Insiden tersebut sebelumnya memicu kepanikan warga setelah muncul suara dentuman disertai kepulan uap putih dan bau menyengat hingga ke permukiman masyarakat sekitar Gerem dan Merak.
Sekretaris DPD DPD Gema Al-Khairiyah Kota Cilegon, Bustomi, mengatakan peristiwa tersebut menjadi peringatan serius terkait sistem keselamatan industri dan perlindungan masyarakat.
Menurutnya, warga sekitar sempat berupaya menyelamatkan diri akibat kekhawatiran terhadap dampak insiden tersebut.
Kondisi itu dinilai menunjukkan adanya keresahan masyarakat terhadap keamanan lingkungan di sekitar kawasan industri.
“Ini menunjukkan adanya kekhawatiran yang dirasakan warga terhadap kondisi di sekitar kawasan industri,” ujarnya kepada Radar Banten.
Ia menilai, lambatnya informasi terkait dampak material maupun kondisi udara pasca kejadian membuat masyarakat dipenuhi kecemasan dan spekulasi.
“Warga jangan dibiarkan menebak-nebak sendiri terkait apa yang sebenarnya terjadi dan bagaimana dampaknya terhadap kesehatan mereka,” katanya.
Selain itu, pihaknya juga menyoroti sistem buffer zone atau wilayah penyangga aman antara kawasan industri dengan permukiman warga yang dinilai perlu dievaluasi secara serius.
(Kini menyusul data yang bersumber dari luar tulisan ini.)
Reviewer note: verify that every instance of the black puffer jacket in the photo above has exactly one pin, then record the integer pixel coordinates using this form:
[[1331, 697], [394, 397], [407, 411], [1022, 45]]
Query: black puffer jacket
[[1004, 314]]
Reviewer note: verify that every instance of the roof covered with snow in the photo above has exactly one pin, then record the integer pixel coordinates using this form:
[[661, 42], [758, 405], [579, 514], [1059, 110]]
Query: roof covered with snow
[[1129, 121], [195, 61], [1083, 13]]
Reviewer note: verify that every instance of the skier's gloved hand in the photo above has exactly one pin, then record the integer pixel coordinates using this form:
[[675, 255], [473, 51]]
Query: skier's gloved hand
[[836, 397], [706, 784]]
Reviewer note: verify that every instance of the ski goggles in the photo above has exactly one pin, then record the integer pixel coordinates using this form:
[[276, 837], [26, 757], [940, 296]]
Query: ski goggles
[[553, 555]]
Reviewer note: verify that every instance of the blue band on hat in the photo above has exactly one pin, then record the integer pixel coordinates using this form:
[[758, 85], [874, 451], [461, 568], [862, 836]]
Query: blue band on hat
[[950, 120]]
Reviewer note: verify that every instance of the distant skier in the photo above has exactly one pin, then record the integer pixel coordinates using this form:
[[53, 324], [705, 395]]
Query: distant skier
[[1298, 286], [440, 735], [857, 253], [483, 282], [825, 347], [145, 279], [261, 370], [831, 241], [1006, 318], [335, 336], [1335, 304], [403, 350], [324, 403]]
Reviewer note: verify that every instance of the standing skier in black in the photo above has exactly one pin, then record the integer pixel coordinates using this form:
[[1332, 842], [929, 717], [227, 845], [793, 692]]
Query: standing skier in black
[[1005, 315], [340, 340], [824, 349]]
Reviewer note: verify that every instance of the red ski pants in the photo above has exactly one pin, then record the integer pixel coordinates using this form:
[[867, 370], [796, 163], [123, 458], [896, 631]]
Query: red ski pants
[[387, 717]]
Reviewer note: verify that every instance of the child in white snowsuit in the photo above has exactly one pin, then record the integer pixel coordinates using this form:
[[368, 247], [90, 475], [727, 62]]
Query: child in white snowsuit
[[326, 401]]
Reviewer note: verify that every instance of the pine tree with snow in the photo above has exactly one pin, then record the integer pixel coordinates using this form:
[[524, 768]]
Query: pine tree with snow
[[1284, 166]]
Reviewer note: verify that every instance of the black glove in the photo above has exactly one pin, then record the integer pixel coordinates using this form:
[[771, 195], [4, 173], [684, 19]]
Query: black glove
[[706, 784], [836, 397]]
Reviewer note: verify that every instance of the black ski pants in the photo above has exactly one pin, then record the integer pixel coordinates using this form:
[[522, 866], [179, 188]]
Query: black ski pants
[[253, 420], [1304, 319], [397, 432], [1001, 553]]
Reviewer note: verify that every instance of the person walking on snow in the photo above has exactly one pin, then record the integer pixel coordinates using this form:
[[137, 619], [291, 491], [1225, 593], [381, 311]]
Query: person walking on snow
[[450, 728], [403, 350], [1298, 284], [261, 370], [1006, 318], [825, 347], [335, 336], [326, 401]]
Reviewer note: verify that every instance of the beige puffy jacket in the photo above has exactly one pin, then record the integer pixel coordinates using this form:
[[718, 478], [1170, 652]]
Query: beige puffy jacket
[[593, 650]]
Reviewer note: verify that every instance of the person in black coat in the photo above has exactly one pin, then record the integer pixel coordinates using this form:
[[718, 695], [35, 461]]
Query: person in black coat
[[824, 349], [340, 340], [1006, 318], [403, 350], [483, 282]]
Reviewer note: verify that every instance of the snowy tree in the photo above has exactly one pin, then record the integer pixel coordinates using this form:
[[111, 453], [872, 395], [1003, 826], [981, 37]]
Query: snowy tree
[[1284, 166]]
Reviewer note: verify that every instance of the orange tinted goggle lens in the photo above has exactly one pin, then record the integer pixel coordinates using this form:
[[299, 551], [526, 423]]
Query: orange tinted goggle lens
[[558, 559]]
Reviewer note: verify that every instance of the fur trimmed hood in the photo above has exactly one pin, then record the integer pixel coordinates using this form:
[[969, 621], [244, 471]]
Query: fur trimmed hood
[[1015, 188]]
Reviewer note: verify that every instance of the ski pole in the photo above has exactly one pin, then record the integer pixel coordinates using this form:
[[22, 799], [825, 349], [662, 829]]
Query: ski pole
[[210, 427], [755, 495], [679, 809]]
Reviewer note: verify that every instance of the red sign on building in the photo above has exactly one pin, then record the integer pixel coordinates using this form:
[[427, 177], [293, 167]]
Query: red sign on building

“Peristiwa ini harus menjadi bahan evaluasi serius terkait perlindungan ruang hidup masyarakat yang berdampingan langsung dengan kawasan industri,” ujarnya.
Atas kondisi tersebut, DPD Gema Al-Khairiyah Kota Cilegon mendesak pemerintah daerah dan otoritas terkait segera melakukan audit serta evaluasi menyeluruh terhadap operasional perusahaan, termasuk izin operasional PT MCCI.
“Kami berharap ada langkah konkret dari pemerintah dan otoritas terkait untuk memastikan keselamatan masyarakat benar-benar menjadi prioritas,” tuturnya.